En attendant, il existe de nombreux autres carburants alternatifs sur lesquels l'Air Force se penche. L'un des plus prometteurs est la biomasse, où la matière organique des plantes et des animaux est traitée à des températures et des pressions élevées pour créer du carburéacteur. En 2018, la Defense Logistics Agency a écrit sur la façon dont l'Université du Maine transformait du papier et du carton recyclés en carburéacteur, et ils attendaient la certification pour être utilisés à des fins aéronautiques.
"Ces carburants peuvent être générés à partir de diverses sources, notamment les huiles usagées et les produits agricoles, qui sont tous deux facilement disponibles dans le monde entier", a écrit Mittal dans son éditorial.
Gore, le professeur Purdue, a déclaré que le Département de l'énergie essayait également d'utiliser un concept appelé exergie, que l'Université de Stanford définit comme "la partie utile de l'énergie qui nous permet de travailler et de fournir des services énergétiques". Des exemples d'utilisation de l'exergie incluent l'utilisation des gaz d'échappement sortant d'une centrale électrique ou la fabrication de carburant à partir de l'air riche en dioxyde de carbone émis par un moteur à combustion.
« Comment pouvons-nous récupérer une partie de cette énergie afin que les rendements des carburants soient plus efficaces ? » Gore a demandé.
Au contraire, les flux d'échappement épais en dioxyde de carbone des automobiles ou des avions pourraient fournir un bien meilleur fourrage pour le réacteur E-Jet de Twelve que d'autres morceaux d'air plus propres, a-t-il raisonné.
On ne sait toujours pas si le prochain réservoir de carburéacteur de l'Air Force proviendra de cartons usagés, de déchets alimentaires, d'un tuyau d'échappement de camion ou de l'air qui nous entoure. Quoi qu'il en soit, la prochaine étape en matière de carburant aura un impact important sur le reste de la guerre.

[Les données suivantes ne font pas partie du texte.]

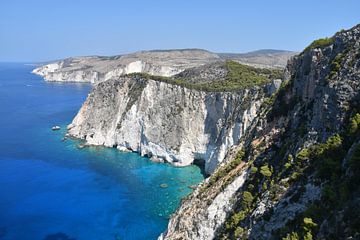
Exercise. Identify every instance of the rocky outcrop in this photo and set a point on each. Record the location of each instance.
(296, 157)
(95, 69)
(166, 122)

"L'histoire nous a appris que nos chaînes d'approvisionnement logistiques sont l'une des premières choses que l'ennemi attaque", a déclaré Guerrero, sous-secrétaire adjoint de l'armée de l'air pour l'énergie opérationnelle, en octobre. "Alors que les adversaires pairs représentent de plus en plus une menace, ce que nous faisons pour réduire notre demande de carburant et de logistique sera essentiel pour éviter les risques et gagner toute guerre potentielle."